Muitas marcas ao tentarem “empoderar” mulheres, negros e a comunidade LGBT em suas propagandas foram fortemente criticadas. A seleção de modelos plus size, a criação de coleções “sem gênero” e até mesmo a incorporação de grandes artistas negros, podem não ser suficientes para a real inclusão desses grupos.

“Muitas empresas só visam o lucro e querem se colocar dentro de um discurso. Não é só colocar cotas na publicidade, ter o discurso da diversidade, da sustentabilidade, da igualdade racial, se isso não é refletido, por exemplo, na estrutura de poder da própria empresa. Quando a empresa tenta lucrar em cima de um discurso político é negativo, porque é a exploração de uma discussão social”, alerta Neri.  

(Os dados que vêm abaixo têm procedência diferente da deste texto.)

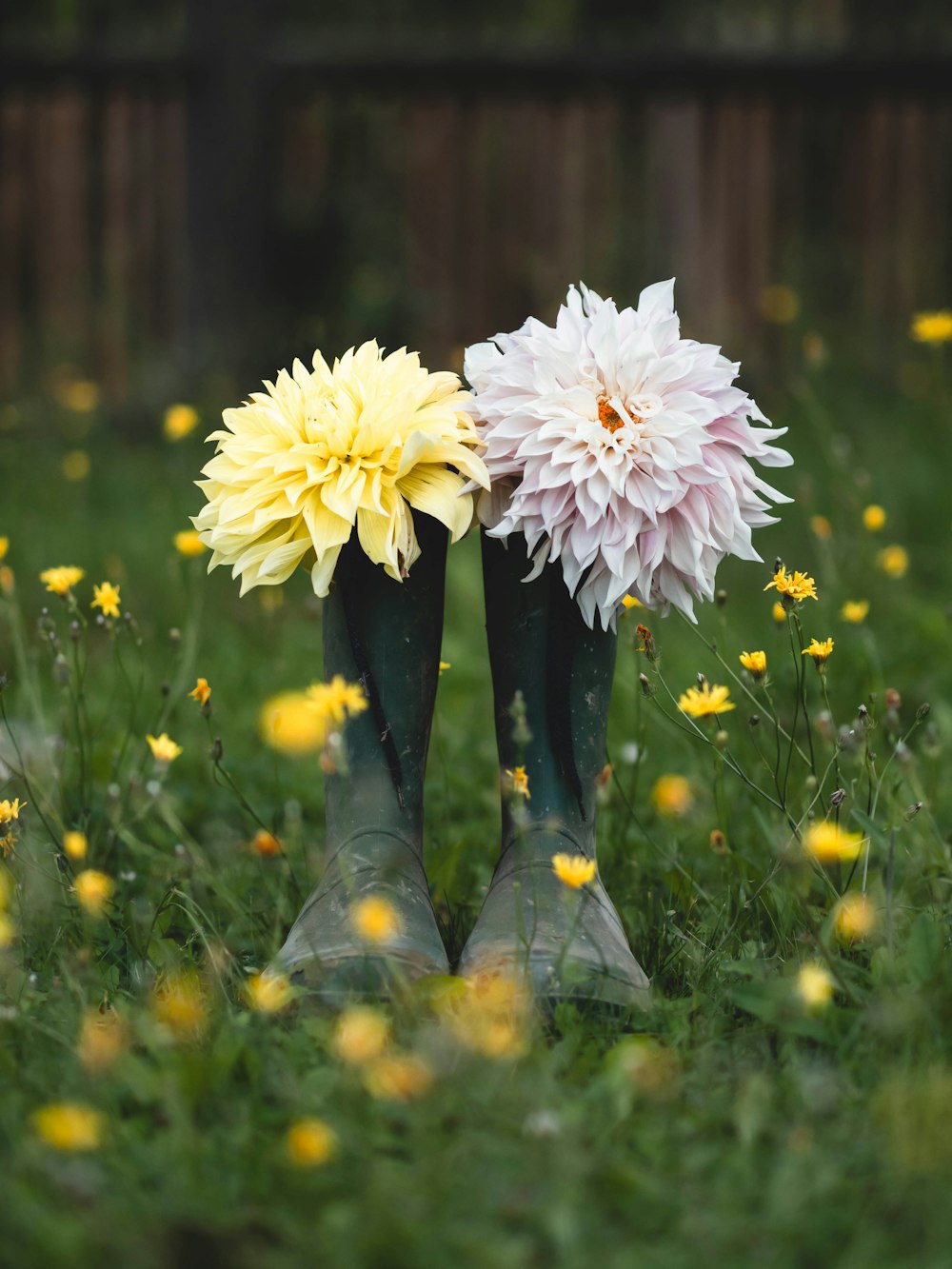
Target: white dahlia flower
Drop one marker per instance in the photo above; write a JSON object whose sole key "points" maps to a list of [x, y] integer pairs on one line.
{"points": [[330, 449], [621, 449]]}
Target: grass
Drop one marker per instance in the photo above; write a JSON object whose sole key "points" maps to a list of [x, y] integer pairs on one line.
{"points": [[731, 1122]]}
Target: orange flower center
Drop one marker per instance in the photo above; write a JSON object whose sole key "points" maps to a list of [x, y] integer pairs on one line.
{"points": [[607, 416]]}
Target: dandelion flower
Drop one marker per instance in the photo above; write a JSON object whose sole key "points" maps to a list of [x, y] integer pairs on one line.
{"points": [[10, 810], [756, 663], [672, 796], [291, 724], [69, 1126], [323, 452], [63, 579], [201, 692], [623, 450], [93, 891], [179, 420], [821, 651], [188, 544], [75, 845], [337, 701], [376, 921], [707, 700], [164, 747], [794, 586], [855, 610], [894, 561], [518, 782], [310, 1142], [874, 518], [266, 844], [399, 1078], [362, 1033], [829, 844], [107, 599], [573, 871], [269, 993], [815, 985], [855, 919], [932, 327]]}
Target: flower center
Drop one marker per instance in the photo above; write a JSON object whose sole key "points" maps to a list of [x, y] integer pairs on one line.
{"points": [[608, 416]]}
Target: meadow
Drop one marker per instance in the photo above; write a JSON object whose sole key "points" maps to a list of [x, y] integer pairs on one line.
{"points": [[786, 1098]]}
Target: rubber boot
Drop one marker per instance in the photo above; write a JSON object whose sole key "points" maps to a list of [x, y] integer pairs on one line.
{"points": [[569, 943], [385, 635]]}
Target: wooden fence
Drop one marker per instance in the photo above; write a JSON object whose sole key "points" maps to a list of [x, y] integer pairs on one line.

Cerca de 54% da população brasileira é negra e 52,5% é considerada acima do peso. Com isso, é possível enxergar um distanciamento entre a proporção desses grupos na sociedade brasileira e sua representação nas campanhas da indústria da moda. Isso é o que aponta a blogueira Juliana Romano.

“Existe ainda uma indústria que tenta lucrar em cima da opressão e da padronização das pessoas. Que tenta fazer as pessoas se sentirem inferiores, com que elas tentem de tudo para mudar o que elas são, para atingir um ideal inalcançável”, critica Romano.

Nátaly Neri vai além ao analisar que a definição de padrões sociais de beleza e comportamento ultrapassa os limites da propaganda. “Temos que ter uma grande transformação em toda a cultura pop, que estabelece estereótipos e paradigmas, como a do negro ser ruim, da mulher submissa, do gordo feio, do homossexual pervertido. Não temos que ter uma mudança só na exposição dos produtos para um público alvo, mas também mudar a forma como a gente escuta música, como a gente consome filmes e produções hollywoodianas. O movimento para a gente transformar padrões sociais de beleza e elegância é muito mais amplo que só o da publicidade. Está na forma como a gente consome a cultura de outros países”, diz.

Hoje, é possível encontrar inúmeras vlogueiras e blogueiras de diversas idades e regiões do Brasil dispostas a debater assuntos como a indústria da moda, autoestima da mulher, combate ao racismo, o machismo e para questionar a falta de visibilidade das minorias em espaços de poder. Elas se apresentam como uma verdadeira alternativa ao que há de mais tradicional no meio.

"Eu recebo muito comentário do tipo ´eu não uso biquíni há 20 anos´. E quando elas me veem usando, passam a usar também. Eu me vejo dando mais liberdade para as minhas leitoras. E por mais que eu faça isso há um tempão, ainda há um tempão para fazer, porque muitas pessoas ainda sofrem com os padrões. Eu defendo que as mulheres devem se amar e, a partir desse amor próprio, decidir o que querem fazer. Meu trabalho é muito feminista, não tem como não ser. Acho que as blogueiras captaram muito antes esse movimento de aceitação", conclui Romano.